Wieder wechselte die Szenerie, wieder ging es bergab, den Baños del Toro, die auf 3200 m Höhe liegen, und wieder ein Tal, so märchenhaft schön, wieder so ganz anders als alles vorher Geschaute, so ganz eigenartig, dass alle vier Freunde sich einig waren, so überwältigend Schönes in ihrem Dasein noch nicht geschaut zu haben. Kurt Schiering, der so weit gereiste Mann, war ebenso erschüttert, ganz voller Andacht im Schauen dieser Werke Gottes. Eine Farbenpracht, so unerhört, so selbst die schimmerndste, schillerndste Pampa übertreffend, so voll schärfster Farbenkontrast, eben alles Dagewesene, alles Geschaute weit in den Schatten stellend. So alle Müdigkeit, alle Kälte des zwölfstündigen Rittes vergessend, die Seele weit auf, um all die Schönheit zu trinken, das Herz dankbar jubelnd und innerlich jauchzend, diese Herrlichkeit zu schauen, ritten unsere Reiter durch das zauberhafte Tal, vorbei an diesen Felsen, von denen dieser ganz Gold, ein anderer pechschwarz, ein dritter tiefgrün, ein vierter goldbraun und jener tiefblau schimmerten und leuchteten.
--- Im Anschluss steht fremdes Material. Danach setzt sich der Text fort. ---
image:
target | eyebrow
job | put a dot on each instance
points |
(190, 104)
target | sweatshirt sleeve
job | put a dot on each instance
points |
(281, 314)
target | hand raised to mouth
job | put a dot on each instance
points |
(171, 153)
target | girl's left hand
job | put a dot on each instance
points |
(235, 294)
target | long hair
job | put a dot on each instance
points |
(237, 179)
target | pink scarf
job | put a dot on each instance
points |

Nachdem auch dieser Weg durch eine Wunderwolke ein Ende nahm, gelangten unser Maler und seine Kameraden endlich am Ziel der Ausfahrt, in den Baños del Toro an. Vergnügt, ein bisschen durchfroren, gesundmüde vom langen Ritt, wurde gegessen, in den Quellen gebadet und geschlafen. So ging auch der nächste Tag stillvergnügt dahin. In der Naht fühlte sich Kurt Schiering schlecht und schon in der nächsten Nacht, um 4 Uhr 35, hauchte unser Freund sein junges Leben aus. Es war eine kurze schnelle Krankheit, doch hat der Kranke nicht viel gelitten, da ihn bald das Bewusstsein verließ.

 

Die Freunde haben bei ihm gewacht, haben ihm an Liebesdiensten erwiesen, was sie konnten, und wenn dort oben auch manches natürlicherweise primitiv war, mit Liebe ist ihm alles getan. Sie haben ihm einen wunderschönen Ruheplatz ausgesucht, oberhalb eines Felsens, mit dem Blick auf den Berg, den er als ersten dort oben hatte malen wollen. So schön und einsam in der Majestät der Berge, so erhaben wie auf einem Friedhof liegt dort oben unser deutscher Künstler und schläft seinen festen Schlaf.   M.B.